The problem stems from selling each customer a custom one-time product. This is the magic of sales: by learning about each customer in-depth, they can convince each of them that this product would solve serious problems. That leads to cashing many checks. Now, in some situations, this over-selling would lead to a secondary problem, namely, that customers would realize they had been duped and refuse to re-subscribe. But here’s where a truly great sales artist comes in. Customers don’t usually mind a bait-and-switch if the switched-to product really does solve an important problem for them. These salesmen used their insight into what their customers really needed to make the sale and then deliver something of even greater value. They are closing orders. They are gaining valuable customer data. They are close to breakeven. What’s the problem?

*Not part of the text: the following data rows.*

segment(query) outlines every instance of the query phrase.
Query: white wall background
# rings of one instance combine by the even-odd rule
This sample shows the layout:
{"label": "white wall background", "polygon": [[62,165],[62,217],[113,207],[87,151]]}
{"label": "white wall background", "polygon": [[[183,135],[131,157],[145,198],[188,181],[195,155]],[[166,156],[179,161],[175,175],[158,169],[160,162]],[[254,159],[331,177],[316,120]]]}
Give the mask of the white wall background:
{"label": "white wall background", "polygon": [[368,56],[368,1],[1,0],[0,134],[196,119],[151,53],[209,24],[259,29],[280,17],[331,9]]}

This approach is fundamentally non-scalable. These founders have not managed, to borrow a phrase from Steve Blank, to create a scalable and repeatable sales process. Every sale requires handholding and personal attention from the founders themselves. This process cannot be delegated, because it’s impossible to explain to a normal person what’s involved in making the sale. The founders have a lethal combination of insight about what potential customers want and in-depth knowledge about what their current product can really deliver. As a result, potential customers are being turned away; they can only afford to engage with the customers that are best qualified.

Another great article from startuplessonslearned.blogspot.com.

The key phrase if "This approach is fundamentally non-scalable."

This reminds of every company I have ever worked at. But, one in particular stands out. If you know what I am talking about, holla!